From the above, I think you can get an idea of the importance of “moving more air” to keep everything manageable. We have to do something to counteract the intensity drop from lower frequency. It’s actually a multi-factor problem, of course, because real-life tends to be that way. We can move more air by making a driver undergo longer excursion (forward/ back movement), but there’s only so much that’s doable. Closely related to that is more drive power. That’s good, but again, there’s only so much that’s reasonable. If we’re going to shove more air molecules around, we need to also have more diaphragm area.

One of the best tidbits I got from my conversation with Mr. McNutt was in regards to the advantage of using a squared term instead of a linear term. Doubling a driver’s excursion (the linear term) certainly gets you something, but doubling the driver radius (the squared term) gets you much more.

For the sake of argument, let’s simplify a loudspeaker driver’s diaphragm into being a piston that pushes hydraulic fluid around. We’ll conveniently use a driver that starts with 1 mm of excursion, because it will make the math easier. My guess is that most compression drivers can handle rather less excursion than that, but this is just an example. The radius will be 25.4 mm (that’s like a 2″ diameter compression driver, if you want to visualize it).
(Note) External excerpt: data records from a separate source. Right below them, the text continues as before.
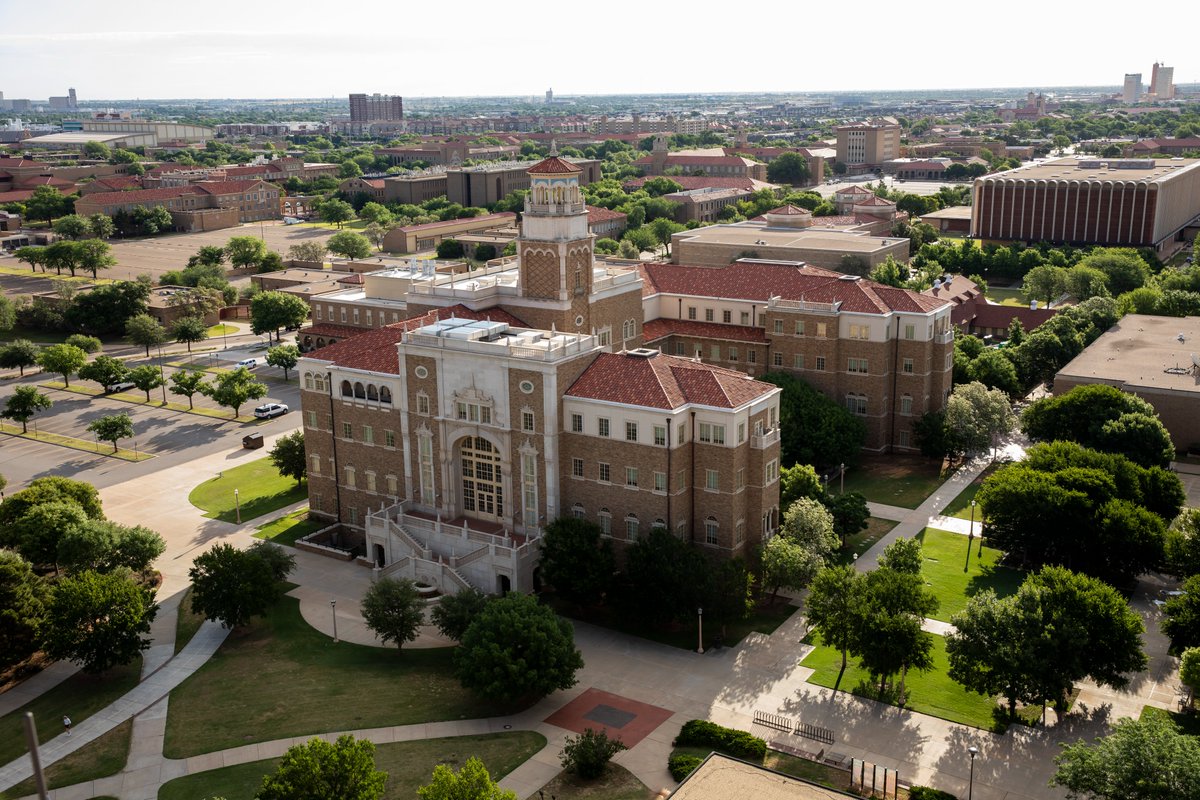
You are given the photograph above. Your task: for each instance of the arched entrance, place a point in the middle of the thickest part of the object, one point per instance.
(483, 494)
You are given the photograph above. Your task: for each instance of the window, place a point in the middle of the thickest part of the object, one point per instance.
(712, 434)
(631, 528)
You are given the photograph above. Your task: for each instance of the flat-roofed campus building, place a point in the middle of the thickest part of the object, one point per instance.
(1153, 358)
(1109, 202)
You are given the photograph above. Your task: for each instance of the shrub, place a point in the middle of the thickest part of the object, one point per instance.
(681, 765)
(739, 744)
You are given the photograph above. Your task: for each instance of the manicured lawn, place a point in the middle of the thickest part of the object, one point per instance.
(78, 697)
(261, 489)
(287, 529)
(901, 481)
(617, 783)
(931, 692)
(96, 759)
(279, 678)
(946, 554)
(187, 623)
(863, 540)
(408, 765)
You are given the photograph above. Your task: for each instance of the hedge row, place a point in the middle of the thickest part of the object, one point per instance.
(739, 744)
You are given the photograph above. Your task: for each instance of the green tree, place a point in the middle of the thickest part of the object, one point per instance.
(1141, 759)
(393, 608)
(190, 330)
(789, 168)
(349, 245)
(105, 370)
(288, 456)
(270, 311)
(99, 620)
(319, 770)
(22, 608)
(517, 649)
(577, 560)
(21, 354)
(245, 251)
(472, 782)
(23, 404)
(233, 389)
(112, 427)
(145, 331)
(454, 613)
(187, 383)
(147, 378)
(231, 585)
(588, 755)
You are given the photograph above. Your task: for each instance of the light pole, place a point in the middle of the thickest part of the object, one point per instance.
(973, 751)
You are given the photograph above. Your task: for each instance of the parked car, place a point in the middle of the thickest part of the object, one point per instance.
(270, 409)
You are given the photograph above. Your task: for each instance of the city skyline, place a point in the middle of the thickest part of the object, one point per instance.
(245, 52)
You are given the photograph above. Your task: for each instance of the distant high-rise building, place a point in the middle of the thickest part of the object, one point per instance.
(370, 108)
(1162, 82)
(1132, 88)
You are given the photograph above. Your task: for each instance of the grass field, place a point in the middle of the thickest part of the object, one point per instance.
(946, 554)
(100, 758)
(287, 529)
(279, 678)
(617, 783)
(93, 446)
(408, 765)
(261, 489)
(78, 697)
(931, 692)
(893, 480)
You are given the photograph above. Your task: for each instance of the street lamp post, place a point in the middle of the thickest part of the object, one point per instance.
(973, 751)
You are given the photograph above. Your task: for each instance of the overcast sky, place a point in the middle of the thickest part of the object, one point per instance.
(304, 48)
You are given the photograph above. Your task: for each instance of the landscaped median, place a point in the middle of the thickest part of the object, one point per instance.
(75, 444)
(215, 414)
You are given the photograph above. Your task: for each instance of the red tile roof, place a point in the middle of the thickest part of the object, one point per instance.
(657, 329)
(553, 166)
(665, 382)
(760, 281)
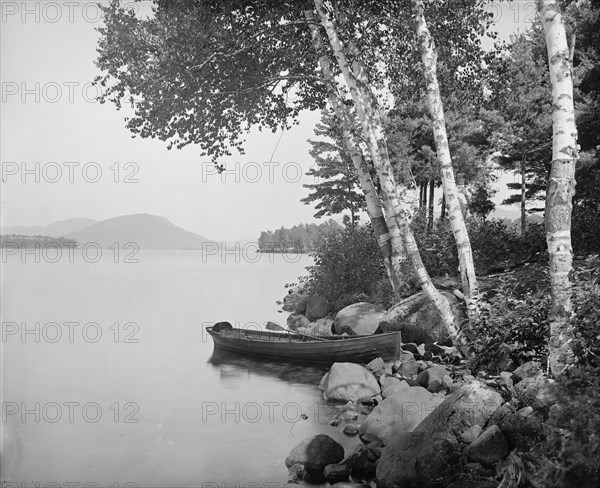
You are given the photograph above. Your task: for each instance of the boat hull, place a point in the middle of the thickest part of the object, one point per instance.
(293, 347)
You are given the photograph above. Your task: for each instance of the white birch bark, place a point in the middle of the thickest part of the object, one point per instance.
(374, 135)
(436, 111)
(561, 187)
(385, 236)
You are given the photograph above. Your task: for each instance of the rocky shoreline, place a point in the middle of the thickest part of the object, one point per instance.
(427, 421)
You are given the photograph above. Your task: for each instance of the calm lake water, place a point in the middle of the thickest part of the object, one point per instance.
(109, 377)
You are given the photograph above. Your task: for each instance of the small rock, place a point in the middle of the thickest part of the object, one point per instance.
(336, 472)
(347, 415)
(489, 448)
(315, 452)
(471, 404)
(528, 370)
(349, 381)
(392, 385)
(376, 366)
(399, 413)
(297, 320)
(558, 416)
(295, 302)
(433, 378)
(434, 349)
(538, 391)
(415, 459)
(507, 364)
(525, 411)
(471, 433)
(408, 366)
(521, 432)
(317, 307)
(411, 347)
(273, 326)
(296, 473)
(366, 400)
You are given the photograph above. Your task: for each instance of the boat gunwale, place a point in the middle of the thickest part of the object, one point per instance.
(311, 339)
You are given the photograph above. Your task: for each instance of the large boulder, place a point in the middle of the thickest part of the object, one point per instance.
(323, 327)
(297, 320)
(317, 307)
(416, 459)
(472, 404)
(219, 326)
(399, 413)
(419, 320)
(295, 303)
(316, 452)
(360, 318)
(348, 382)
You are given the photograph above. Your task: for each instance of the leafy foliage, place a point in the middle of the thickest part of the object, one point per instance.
(336, 187)
(299, 238)
(349, 268)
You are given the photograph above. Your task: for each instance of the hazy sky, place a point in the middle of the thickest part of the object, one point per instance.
(65, 156)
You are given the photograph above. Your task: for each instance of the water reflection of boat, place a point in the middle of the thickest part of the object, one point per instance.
(289, 346)
(233, 365)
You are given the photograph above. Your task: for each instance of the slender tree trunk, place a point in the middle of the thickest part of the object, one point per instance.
(561, 188)
(443, 214)
(436, 110)
(523, 198)
(388, 236)
(431, 197)
(374, 135)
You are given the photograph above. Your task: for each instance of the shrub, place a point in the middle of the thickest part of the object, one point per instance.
(349, 268)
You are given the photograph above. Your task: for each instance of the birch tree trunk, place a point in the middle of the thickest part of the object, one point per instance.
(523, 198)
(431, 204)
(561, 187)
(386, 238)
(374, 136)
(436, 111)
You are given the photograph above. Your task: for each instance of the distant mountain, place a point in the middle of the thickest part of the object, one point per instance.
(144, 230)
(56, 229)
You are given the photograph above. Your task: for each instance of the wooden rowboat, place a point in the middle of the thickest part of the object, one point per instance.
(290, 346)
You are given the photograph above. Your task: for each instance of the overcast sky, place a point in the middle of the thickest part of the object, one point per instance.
(89, 166)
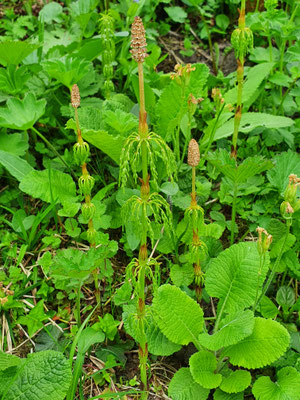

Displacement Volume = Area * Excursion

Displacement Volume = (pi*25.4mm^2) * 1mm = 2027 mm^3

If we double the linear term to 2 mm of excursion, the displacement doubles to 4054 mm^3. Nice, but if we double the squared term and leave the excursion alone:

Displacement Volume = (pi*50.8mm^2) * 1mm = 8107 mm^3

That’s a fourfold increase in the amount of fluid the piston moved. When it comes to loudspeakers, making a small driver have a very long excursion is impractical, but making a driver with a larger surface area is commonplace. So, if we consider an 18″ diameter subwoofer (228.6 mm radius) that can handle an excursion of 8 mm:

Displacement Volume = (pi*228.6mm^2) * 8mm = 1313386 mm^3

That’s 648 times more displacement, gotten mostly by making the driver bigger.

I can’t say exactly how all this works out with real drivers, real air, and the real equation for intensity. However, even with rough approximations it seems pretty clear that it’s much easier to move a lot more air if you have a big diaphragm available. The squared term is very important in getting the necessary results.